When you handle objects, your eyes are only responsible for part of the dexterity that keeps you from dropping or damaging them. The rest depends on your sense of touch, and your brain is able to merge the information from both senses in order to learn how best to grasp a specific item. Robots struggle with that process because they often rely solely on visuals, or even just explicitly programmed routines. FAMULA self-learning robot hands mimic the way our own hands work in order to make robots like Floka more versatile.
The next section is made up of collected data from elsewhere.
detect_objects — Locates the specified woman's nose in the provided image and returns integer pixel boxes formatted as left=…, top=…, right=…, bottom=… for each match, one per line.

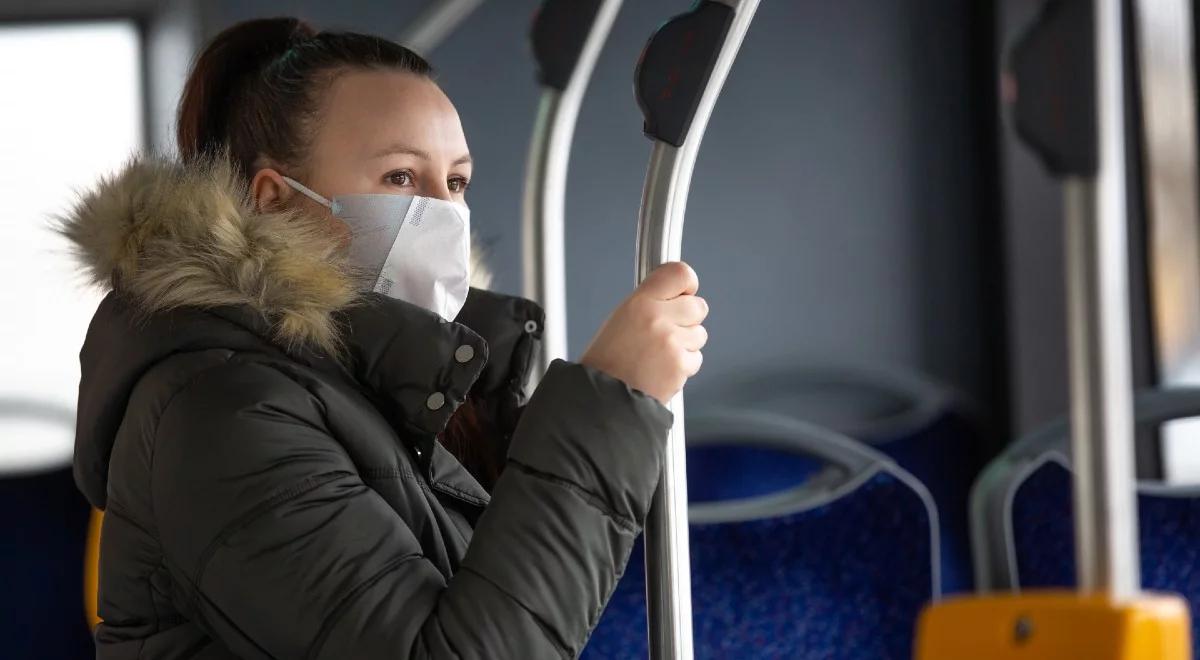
left=419, top=181, right=454, bottom=202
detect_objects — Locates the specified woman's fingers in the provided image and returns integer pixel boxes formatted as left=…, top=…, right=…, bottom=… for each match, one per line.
left=680, top=347, right=704, bottom=378
left=580, top=261, right=707, bottom=404
left=640, top=261, right=699, bottom=300
left=677, top=324, right=709, bottom=351
left=662, top=294, right=708, bottom=326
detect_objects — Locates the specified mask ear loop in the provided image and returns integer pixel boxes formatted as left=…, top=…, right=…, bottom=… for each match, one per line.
left=281, top=175, right=333, bottom=208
Floka is composed of a pair of industrial robotic arms, a head with moving eyes, and the FAMULA hands developed by a team at Germany’s Bielefeld University Cluster of Excellence Cognitive Interaction Technology (CITEC). The hands each have five fingers, and have movement capability that is similar to a human’s. And, like a human, they can feel what they’re touching and then use that information to figure out the best way to hold any given item.
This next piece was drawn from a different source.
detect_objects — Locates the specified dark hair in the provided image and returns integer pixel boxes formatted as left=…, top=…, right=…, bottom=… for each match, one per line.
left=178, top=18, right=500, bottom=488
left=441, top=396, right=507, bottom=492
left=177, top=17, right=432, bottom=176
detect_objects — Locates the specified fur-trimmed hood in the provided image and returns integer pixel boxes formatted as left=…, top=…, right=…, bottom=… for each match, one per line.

Using tactile sensors build into the fingers, the FAMULA system can build a three-dimensional point cloud model of whatever it’s touching so that it knows the exact size and shape. It can also use those sensors to determine how much pressure it’s putting on an object. It can detect if something is slipping from its grasp, and then use more pressure as necessary. The system has a lot of potential for general purpose robots that need to interact with unknown objects, such as household robots that have to be able to handle whatever you happen to have in your home.